Herr David hat das Versicherungsprinzip sehr deutlich in den Vordergrund gestellt und damit eigentlich die sozialpolitische Seite der Arbeitslosenversicherung beiseitegewischt. Wir müssen aber schon sehen, dass die Arbeitslosenversicherung auch eine Sozialversicherung ist. Es ist ja nicht nur dieser Punkt, der Abstufungen zulässt. Wir haben einmal den Solidaritätsbeitrag - ich finde ihn richtig -; da haben wir auch eine Ungleichbehandlung. Wir haben eine Abstufung bei den Taggeldern, je nach Alter, und wir haben bei der Zumutbarkeit unterschiedliche Regelungen.
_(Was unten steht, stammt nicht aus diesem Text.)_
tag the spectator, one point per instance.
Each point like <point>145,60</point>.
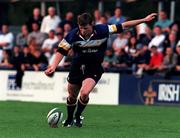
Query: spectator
<point>68,20</point>
<point>6,62</point>
<point>169,63</point>
<point>117,18</point>
<point>67,28</point>
<point>97,17</point>
<point>21,39</point>
<point>119,43</point>
<point>50,22</point>
<point>103,20</point>
<point>156,60</point>
<point>178,58</point>
<point>35,18</point>
<point>48,44</point>
<point>109,59</point>
<point>40,61</point>
<point>37,35</point>
<point>6,39</point>
<point>170,41</point>
<point>163,21</point>
<point>158,39</point>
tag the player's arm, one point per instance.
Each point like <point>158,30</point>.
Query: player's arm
<point>62,51</point>
<point>138,21</point>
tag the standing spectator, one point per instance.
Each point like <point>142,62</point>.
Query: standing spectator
<point>48,44</point>
<point>163,21</point>
<point>35,18</point>
<point>6,39</point>
<point>21,39</point>
<point>50,22</point>
<point>117,18</point>
<point>37,35</point>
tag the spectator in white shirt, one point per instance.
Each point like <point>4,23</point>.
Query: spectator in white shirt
<point>51,21</point>
<point>47,46</point>
<point>6,40</point>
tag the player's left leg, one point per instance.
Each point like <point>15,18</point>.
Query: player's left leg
<point>87,86</point>
<point>73,91</point>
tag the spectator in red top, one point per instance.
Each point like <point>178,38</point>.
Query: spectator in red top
<point>155,61</point>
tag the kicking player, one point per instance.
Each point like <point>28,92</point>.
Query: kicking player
<point>88,43</point>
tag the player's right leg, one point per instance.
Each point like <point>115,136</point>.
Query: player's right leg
<point>73,91</point>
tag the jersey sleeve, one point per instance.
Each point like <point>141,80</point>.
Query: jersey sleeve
<point>115,28</point>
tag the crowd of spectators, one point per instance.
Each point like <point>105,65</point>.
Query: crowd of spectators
<point>137,50</point>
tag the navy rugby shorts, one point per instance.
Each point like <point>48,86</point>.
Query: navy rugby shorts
<point>78,73</point>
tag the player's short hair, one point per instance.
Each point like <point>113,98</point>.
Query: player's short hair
<point>84,19</point>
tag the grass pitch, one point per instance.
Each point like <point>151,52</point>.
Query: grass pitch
<point>28,120</point>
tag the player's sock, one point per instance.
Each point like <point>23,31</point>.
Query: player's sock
<point>81,106</point>
<point>71,105</point>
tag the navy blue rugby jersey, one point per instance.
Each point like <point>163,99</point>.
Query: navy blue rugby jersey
<point>92,50</point>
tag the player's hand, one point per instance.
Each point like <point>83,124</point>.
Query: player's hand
<point>50,70</point>
<point>150,17</point>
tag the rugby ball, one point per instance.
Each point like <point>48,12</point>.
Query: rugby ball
<point>54,117</point>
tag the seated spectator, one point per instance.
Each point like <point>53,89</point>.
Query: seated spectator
<point>119,43</point>
<point>50,22</point>
<point>141,59</point>
<point>22,37</point>
<point>27,59</point>
<point>109,59</point>
<point>122,62</point>
<point>68,20</point>
<point>169,62</point>
<point>163,21</point>
<point>67,28</point>
<point>7,61</point>
<point>170,41</point>
<point>35,18</point>
<point>156,61</point>
<point>158,39</point>
<point>39,61</point>
<point>97,16</point>
<point>6,40</point>
<point>117,18</point>
<point>178,58</point>
<point>37,35</point>
<point>48,44</point>
<point>103,20</point>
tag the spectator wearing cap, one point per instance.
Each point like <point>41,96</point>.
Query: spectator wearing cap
<point>48,44</point>
<point>50,22</point>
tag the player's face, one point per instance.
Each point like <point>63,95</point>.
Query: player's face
<point>86,30</point>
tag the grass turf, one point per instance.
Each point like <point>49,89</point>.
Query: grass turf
<point>28,120</point>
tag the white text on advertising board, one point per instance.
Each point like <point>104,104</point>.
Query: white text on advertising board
<point>168,92</point>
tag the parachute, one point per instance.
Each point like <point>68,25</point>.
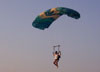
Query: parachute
<point>45,19</point>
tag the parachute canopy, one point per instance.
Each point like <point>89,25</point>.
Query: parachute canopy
<point>45,19</point>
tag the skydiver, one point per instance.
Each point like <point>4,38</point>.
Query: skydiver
<point>57,56</point>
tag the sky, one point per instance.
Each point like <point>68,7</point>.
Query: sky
<point>24,48</point>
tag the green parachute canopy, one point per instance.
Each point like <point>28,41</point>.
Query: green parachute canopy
<point>45,19</point>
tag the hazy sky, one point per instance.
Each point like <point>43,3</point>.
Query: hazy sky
<point>24,48</point>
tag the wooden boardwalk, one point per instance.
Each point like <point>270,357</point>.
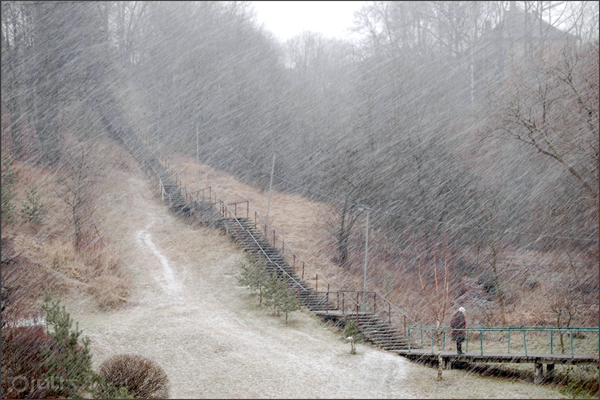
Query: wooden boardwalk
<point>449,357</point>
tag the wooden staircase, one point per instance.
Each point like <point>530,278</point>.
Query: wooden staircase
<point>373,328</point>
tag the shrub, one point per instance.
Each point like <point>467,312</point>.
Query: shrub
<point>352,335</point>
<point>254,275</point>
<point>32,210</point>
<point>9,178</point>
<point>141,376</point>
<point>69,364</point>
<point>22,363</point>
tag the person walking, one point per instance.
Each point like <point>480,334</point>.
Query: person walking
<point>458,325</point>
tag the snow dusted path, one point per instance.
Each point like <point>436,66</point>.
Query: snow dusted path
<point>187,313</point>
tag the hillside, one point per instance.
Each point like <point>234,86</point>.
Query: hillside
<point>186,311</point>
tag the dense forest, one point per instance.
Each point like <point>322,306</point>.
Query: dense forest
<point>470,128</point>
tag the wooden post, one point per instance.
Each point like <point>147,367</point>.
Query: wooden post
<point>538,375</point>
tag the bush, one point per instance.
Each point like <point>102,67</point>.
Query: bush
<point>9,178</point>
<point>352,335</point>
<point>22,363</point>
<point>141,376</point>
<point>255,276</point>
<point>69,364</point>
<point>33,210</point>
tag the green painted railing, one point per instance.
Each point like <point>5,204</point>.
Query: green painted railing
<point>578,331</point>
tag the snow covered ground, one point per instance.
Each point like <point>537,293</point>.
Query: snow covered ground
<point>214,341</point>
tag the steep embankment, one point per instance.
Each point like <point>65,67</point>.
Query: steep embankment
<point>186,312</point>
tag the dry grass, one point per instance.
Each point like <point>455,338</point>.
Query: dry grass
<point>528,275</point>
<point>47,248</point>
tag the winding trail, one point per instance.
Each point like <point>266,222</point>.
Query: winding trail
<point>187,313</point>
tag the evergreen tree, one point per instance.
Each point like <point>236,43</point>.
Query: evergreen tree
<point>69,363</point>
<point>352,335</point>
<point>32,210</point>
<point>288,302</point>
<point>9,178</point>
<point>254,275</point>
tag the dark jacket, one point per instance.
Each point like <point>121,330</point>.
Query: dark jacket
<point>458,322</point>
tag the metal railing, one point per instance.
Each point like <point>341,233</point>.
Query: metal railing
<point>233,211</point>
<point>493,344</point>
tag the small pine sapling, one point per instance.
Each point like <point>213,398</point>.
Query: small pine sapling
<point>32,210</point>
<point>69,364</point>
<point>352,335</point>
<point>9,178</point>
<point>289,302</point>
<point>254,275</point>
<point>274,293</point>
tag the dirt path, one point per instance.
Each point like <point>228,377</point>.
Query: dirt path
<point>187,313</point>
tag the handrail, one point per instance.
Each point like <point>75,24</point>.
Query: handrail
<point>256,242</point>
<point>225,207</point>
<point>508,329</point>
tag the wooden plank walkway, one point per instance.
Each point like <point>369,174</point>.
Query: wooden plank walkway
<point>450,357</point>
<point>426,354</point>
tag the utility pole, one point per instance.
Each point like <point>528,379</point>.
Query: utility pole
<point>365,207</point>
<point>197,158</point>
<point>270,187</point>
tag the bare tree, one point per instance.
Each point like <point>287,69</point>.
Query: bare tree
<point>436,290</point>
<point>79,176</point>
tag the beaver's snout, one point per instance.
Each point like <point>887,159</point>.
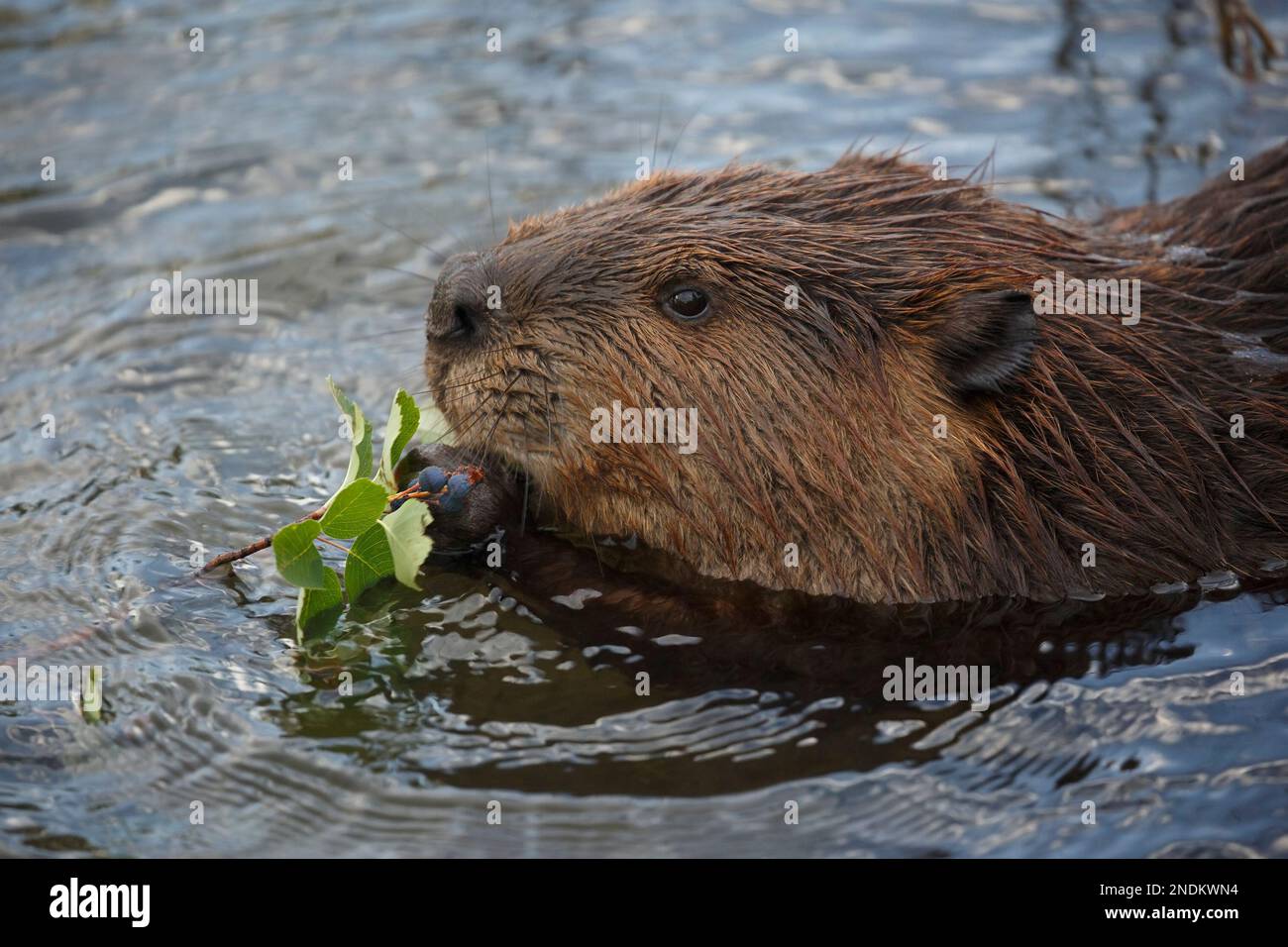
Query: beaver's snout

Wir haben in dieser Arbeitslosenversicherung eine ganze Reihe sozialpolitischer Elemente, und ich glaube, man muss auch sozialpolitisch argumentieren und entscheiden können.

Sehen Sie, es gibt Familien mit mehreren Kindern, die mit 50 000 bis 60 000 Franken durchkommen müssen. Wenn da jemand arbeitslos wird, muss er fünf Tage warten. Und dann gibt es Personen, die 125 000 Franken oder mehr verdienen; und da haben wir einen Antrag auf dem Tisch, dass diese Personen, sofern sie keinerlei Unterstützungspflichten haben, also alleinstehend sind, 15 Tage länger warten müssen, bis sie Auszahlungen bekommen. Hier nun zu argumentieren, das widerspreche dem Versicherungsprinzip, das ist für mich - in einer Zeit mit bald 200 000 Arbeitslosen, mit einer nichtfinanzierten Arbeitslosenversicherung, mit enormen sozialen Problemen - nicht akzeptabel.

Ich möchte Sie dringend bitten, vor allem aus sozialpolitischen Gründen hier dem Antrag der Mehrheit zuzustimmen.